# Rats wont eat food I bought!



## frankieandroland (Jul 24, 2010)

I have two bald rats (double rex rats), male, we bought them around a month ago now, and have given them a varied diet of reggie rat and meat, pasta, egss, fruit, veg etc. 

But we found they were picking at the reggie rat food, so we were worried they werent getting enough vitamins, we stopped feeding the reggie rat once it was all gone, and instead bought pets at home rat pellets.

But since we put them in, they are refusing to even touch them! They maybe nibble a little bit on it but then leave it and eat the treats we put in instead. 

We stopped putting treats in to see if this made them eat their proper food which they need to get all the nutrients they need, but they are just ignoring the food and not eating it at all despite there been no other food in there!!!

This has been going on for a couple of days now, and we find ourselves giving in and putting meat, pasta etc in there cause we're worried about their health if they refuse to eat at all!

What should we do??? I cannot afford to keep buying £3-£4 bags of food for them which they simply refuse to eat! Will they eventually eat it if they get no other food given to them (so we basically have to the stubborn and not give in to them when they beg for treats!), or will this more than likely damage the rats health??

The food is rat food, not dog pellets or anything like that, so its not like they're "bad" for them and they have tried it but it makes them sick, but I want them to eat these pellets so I know they're getting everything they need from their food and then the treats which they get on top (scraps usually from what we are eating if suitable for them) are just extras and not sustaining them. 

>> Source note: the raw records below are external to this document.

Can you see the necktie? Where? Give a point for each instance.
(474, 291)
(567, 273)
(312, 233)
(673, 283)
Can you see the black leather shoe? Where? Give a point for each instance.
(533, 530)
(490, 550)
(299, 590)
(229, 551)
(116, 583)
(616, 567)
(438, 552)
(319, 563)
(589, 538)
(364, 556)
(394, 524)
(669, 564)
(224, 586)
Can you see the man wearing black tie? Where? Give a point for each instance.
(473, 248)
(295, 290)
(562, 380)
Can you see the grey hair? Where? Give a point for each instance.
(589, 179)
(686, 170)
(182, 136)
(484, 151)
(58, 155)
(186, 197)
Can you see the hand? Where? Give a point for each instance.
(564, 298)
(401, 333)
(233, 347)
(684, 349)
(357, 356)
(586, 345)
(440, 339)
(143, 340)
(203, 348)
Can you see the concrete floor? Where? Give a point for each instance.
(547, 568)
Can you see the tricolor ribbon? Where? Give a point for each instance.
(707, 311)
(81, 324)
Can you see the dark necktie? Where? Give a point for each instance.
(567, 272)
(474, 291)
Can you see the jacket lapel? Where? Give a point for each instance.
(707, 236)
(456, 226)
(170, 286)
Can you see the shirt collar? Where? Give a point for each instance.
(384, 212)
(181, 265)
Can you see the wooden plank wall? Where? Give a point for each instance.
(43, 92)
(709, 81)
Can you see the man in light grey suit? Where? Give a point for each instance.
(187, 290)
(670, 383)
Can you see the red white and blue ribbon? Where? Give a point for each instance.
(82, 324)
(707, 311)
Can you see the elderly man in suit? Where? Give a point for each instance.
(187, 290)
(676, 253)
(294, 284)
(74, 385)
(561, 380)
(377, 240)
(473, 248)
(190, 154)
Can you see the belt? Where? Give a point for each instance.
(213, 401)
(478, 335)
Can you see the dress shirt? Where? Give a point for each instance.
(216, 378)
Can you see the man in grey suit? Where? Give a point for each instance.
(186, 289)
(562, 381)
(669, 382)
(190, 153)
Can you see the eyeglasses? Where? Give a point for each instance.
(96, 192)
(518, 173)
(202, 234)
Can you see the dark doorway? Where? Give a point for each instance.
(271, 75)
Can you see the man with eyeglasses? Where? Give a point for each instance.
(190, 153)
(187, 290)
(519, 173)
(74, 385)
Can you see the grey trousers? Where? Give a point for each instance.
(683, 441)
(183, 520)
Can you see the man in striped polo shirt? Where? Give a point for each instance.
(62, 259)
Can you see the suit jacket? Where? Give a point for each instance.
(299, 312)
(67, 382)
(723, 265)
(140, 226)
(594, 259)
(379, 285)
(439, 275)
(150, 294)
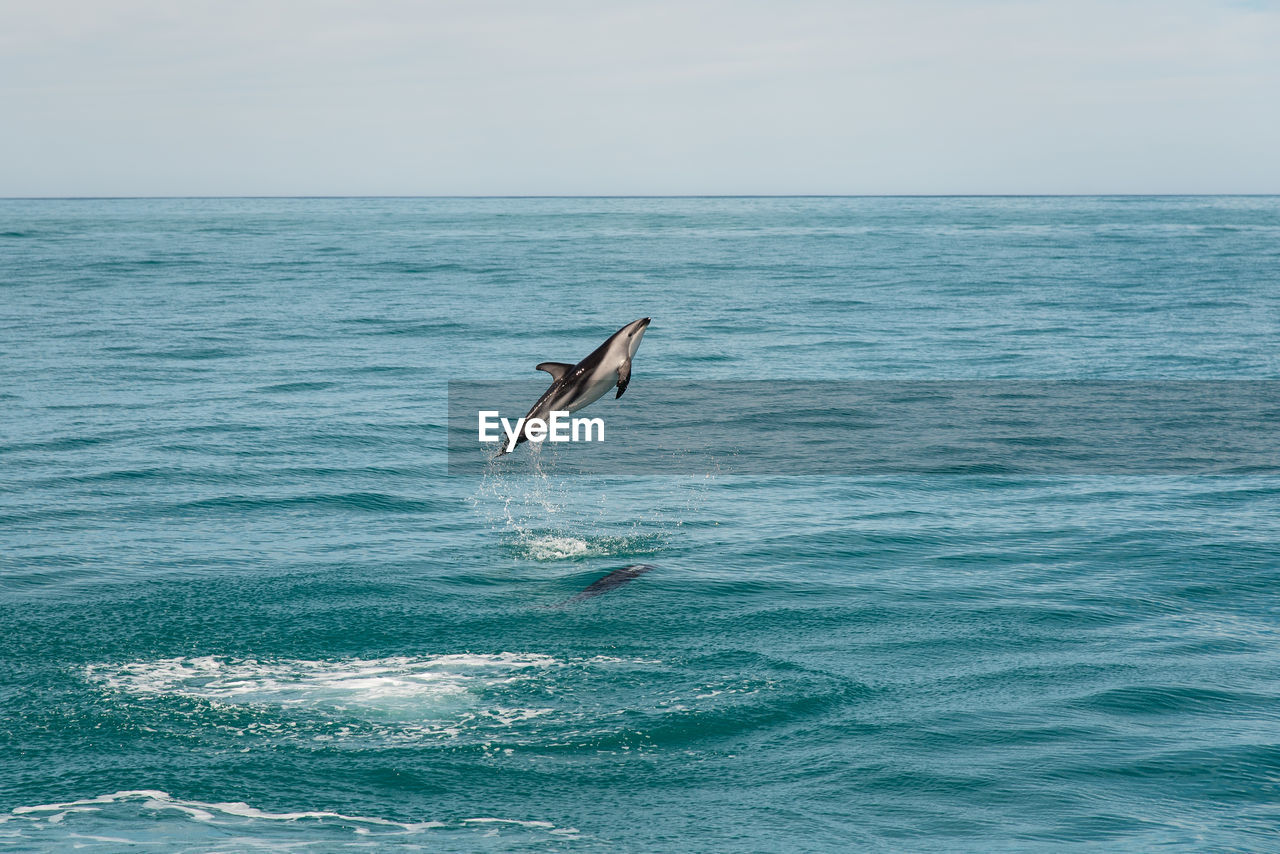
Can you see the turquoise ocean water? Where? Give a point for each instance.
(243, 604)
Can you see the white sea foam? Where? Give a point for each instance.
(554, 548)
(211, 821)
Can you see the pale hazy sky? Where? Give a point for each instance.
(562, 97)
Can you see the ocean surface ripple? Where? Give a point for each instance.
(243, 606)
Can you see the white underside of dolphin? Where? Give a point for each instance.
(590, 379)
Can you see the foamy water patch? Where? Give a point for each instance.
(154, 818)
(560, 546)
(440, 688)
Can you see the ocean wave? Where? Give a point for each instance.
(150, 817)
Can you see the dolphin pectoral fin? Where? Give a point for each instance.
(554, 369)
(624, 378)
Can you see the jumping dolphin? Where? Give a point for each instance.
(615, 579)
(586, 382)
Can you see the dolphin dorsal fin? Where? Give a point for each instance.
(554, 369)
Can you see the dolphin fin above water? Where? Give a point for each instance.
(586, 382)
(615, 579)
(556, 369)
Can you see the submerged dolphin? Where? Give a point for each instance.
(586, 382)
(615, 579)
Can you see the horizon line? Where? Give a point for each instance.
(513, 196)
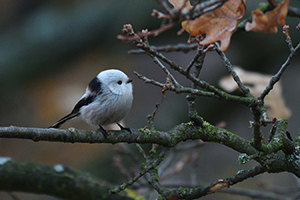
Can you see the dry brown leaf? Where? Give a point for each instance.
(218, 186)
(177, 4)
(256, 82)
(268, 22)
(218, 24)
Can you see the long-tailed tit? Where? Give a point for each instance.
(107, 100)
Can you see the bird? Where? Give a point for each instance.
(107, 100)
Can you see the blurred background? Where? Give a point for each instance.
(50, 50)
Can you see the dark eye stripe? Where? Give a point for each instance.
(95, 85)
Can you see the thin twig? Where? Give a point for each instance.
(230, 69)
(151, 166)
(278, 75)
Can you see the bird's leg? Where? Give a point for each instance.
(103, 131)
(124, 128)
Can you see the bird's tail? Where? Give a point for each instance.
(64, 119)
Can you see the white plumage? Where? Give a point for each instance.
(107, 99)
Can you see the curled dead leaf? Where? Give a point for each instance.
(256, 82)
(218, 24)
(267, 22)
(218, 186)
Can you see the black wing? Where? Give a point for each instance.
(95, 89)
(75, 112)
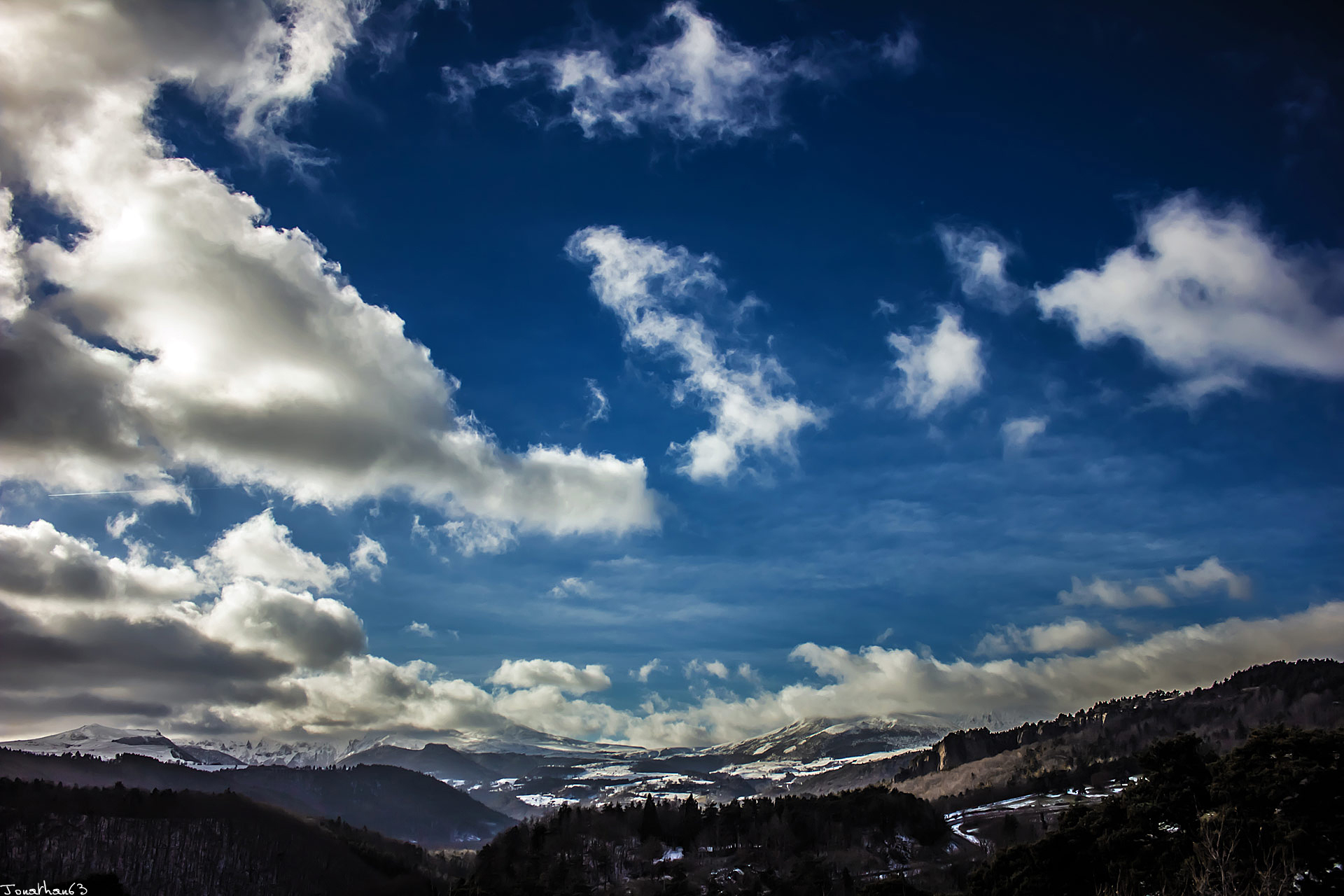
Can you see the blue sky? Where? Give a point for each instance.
(873, 359)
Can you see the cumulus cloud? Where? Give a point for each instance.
(537, 673)
(261, 548)
(476, 535)
(573, 586)
(641, 282)
(1210, 575)
(1019, 431)
(185, 330)
(713, 668)
(699, 85)
(1105, 593)
(939, 367)
(1073, 636)
(85, 633)
(980, 260)
(368, 556)
(1212, 298)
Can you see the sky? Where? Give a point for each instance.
(660, 374)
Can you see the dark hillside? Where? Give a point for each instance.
(169, 843)
(1091, 746)
(396, 802)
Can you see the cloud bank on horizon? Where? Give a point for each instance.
(164, 328)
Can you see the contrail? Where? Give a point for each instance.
(74, 495)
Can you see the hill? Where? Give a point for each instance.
(162, 843)
(1101, 743)
(396, 802)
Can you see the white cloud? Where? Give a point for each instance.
(153, 643)
(260, 548)
(600, 407)
(1073, 636)
(940, 367)
(1211, 298)
(537, 673)
(648, 669)
(1113, 594)
(476, 535)
(641, 281)
(368, 556)
(1209, 575)
(206, 336)
(702, 85)
(1019, 433)
(980, 260)
(573, 586)
(713, 668)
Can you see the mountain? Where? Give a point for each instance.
(977, 766)
(101, 741)
(118, 840)
(396, 802)
(440, 761)
(813, 739)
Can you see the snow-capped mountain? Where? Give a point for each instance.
(101, 741)
(813, 739)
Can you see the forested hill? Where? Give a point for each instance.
(396, 802)
(162, 843)
(969, 767)
(1266, 818)
(792, 846)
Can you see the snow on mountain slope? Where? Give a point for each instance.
(101, 741)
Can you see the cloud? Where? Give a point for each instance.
(136, 637)
(536, 673)
(261, 548)
(477, 535)
(1019, 433)
(368, 556)
(1072, 636)
(571, 586)
(1209, 575)
(940, 367)
(1113, 594)
(699, 85)
(598, 406)
(648, 669)
(185, 331)
(713, 668)
(641, 281)
(980, 260)
(39, 561)
(118, 524)
(1212, 298)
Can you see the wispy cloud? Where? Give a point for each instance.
(641, 282)
(939, 367)
(699, 85)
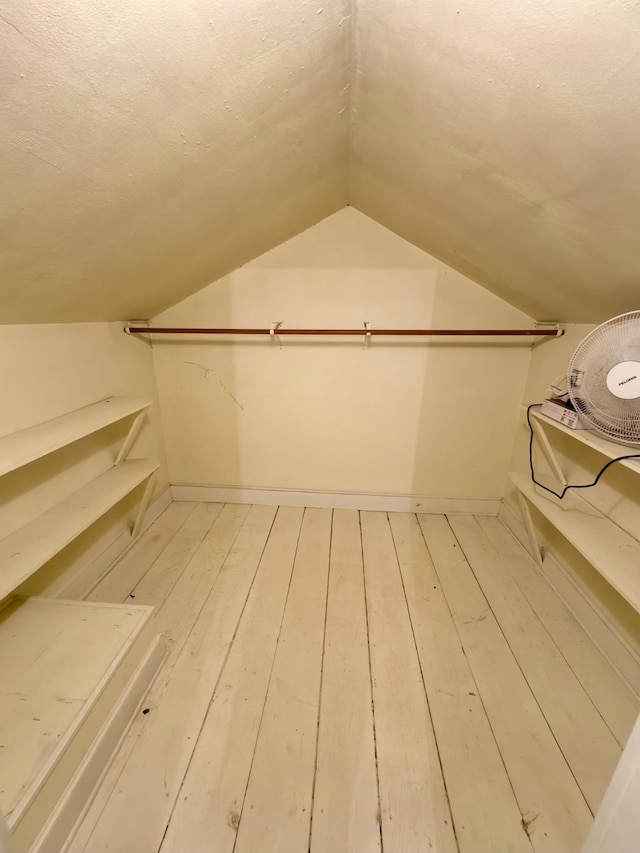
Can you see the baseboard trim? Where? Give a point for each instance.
(585, 609)
(334, 500)
(85, 580)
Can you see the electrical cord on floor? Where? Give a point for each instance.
(566, 488)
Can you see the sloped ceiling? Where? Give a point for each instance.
(147, 147)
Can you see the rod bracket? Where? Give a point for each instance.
(367, 335)
(273, 333)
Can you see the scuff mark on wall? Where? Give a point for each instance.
(209, 370)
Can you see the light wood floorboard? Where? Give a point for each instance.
(485, 811)
(583, 736)
(553, 807)
(611, 696)
(207, 815)
(344, 682)
(345, 804)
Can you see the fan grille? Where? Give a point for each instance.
(616, 341)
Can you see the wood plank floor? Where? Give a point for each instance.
(344, 682)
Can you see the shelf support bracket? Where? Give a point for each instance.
(134, 429)
(536, 550)
(142, 509)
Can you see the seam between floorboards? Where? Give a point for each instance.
(424, 686)
(535, 698)
(324, 642)
(226, 657)
(588, 636)
(473, 677)
(273, 662)
(373, 710)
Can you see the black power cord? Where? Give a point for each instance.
(566, 488)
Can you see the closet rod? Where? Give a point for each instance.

Any advice at all would be realy good as Im starting to get really stressed with them now and Im worried about their health! I feel guilty leaving them without extra food if they wont eat that, but i know with kids if they refuse something because they want treats like sweets or crisps you refuse to give them anything else til its all gone...I dont know if this would work with the rats and if they're basically been spoiled and fussy cause they know they'll get extras??????


----------



## Nicky87 (Apr 25, 2010)

Ive kept rats for about 5 years but lost my last 2 last year. I found that giving them a mixture was always the best. I got some rat nuggets and the rat muesli from pets at home and mixed it all together in a icecream tub and added some dried pasta to it which they loved. I did put them on the rat nuggets to start off with but they didn't eat it so decided to give them a mixture and they did eat that. The dried pasta i got was the 17p bags from tesco so was not that expensive and the muesli was about the same price as the nuggets but as you put abit in of each it should not be to expensive


----------



## Shell195 (May 31, 2007)

Rats get very bored eating pellets as they like variety, why not get some decent rabbit food then add some dried dog food, dried pasta ,rice crispies and other healthy things to make your own mix. This can then be adjusted for young, old, fat or thin rats
One of the ratty people will be along soon to give you better advice
Have you tried giving them curly Kale as a treat, most will kill for it.
I certainly wouldnt force my rats to eat something they obviously dont like


----------



## rachel001 (Jan 28, 2009)

Its natural for rodents not to eat a new food straight away if you suddenly change to a different type. I read somewhere that rodents will only nibble new foods to start with and wait to see if they feel ok after eating the new food a couple of days later! I'm not sure if thats what yours are doing tho! 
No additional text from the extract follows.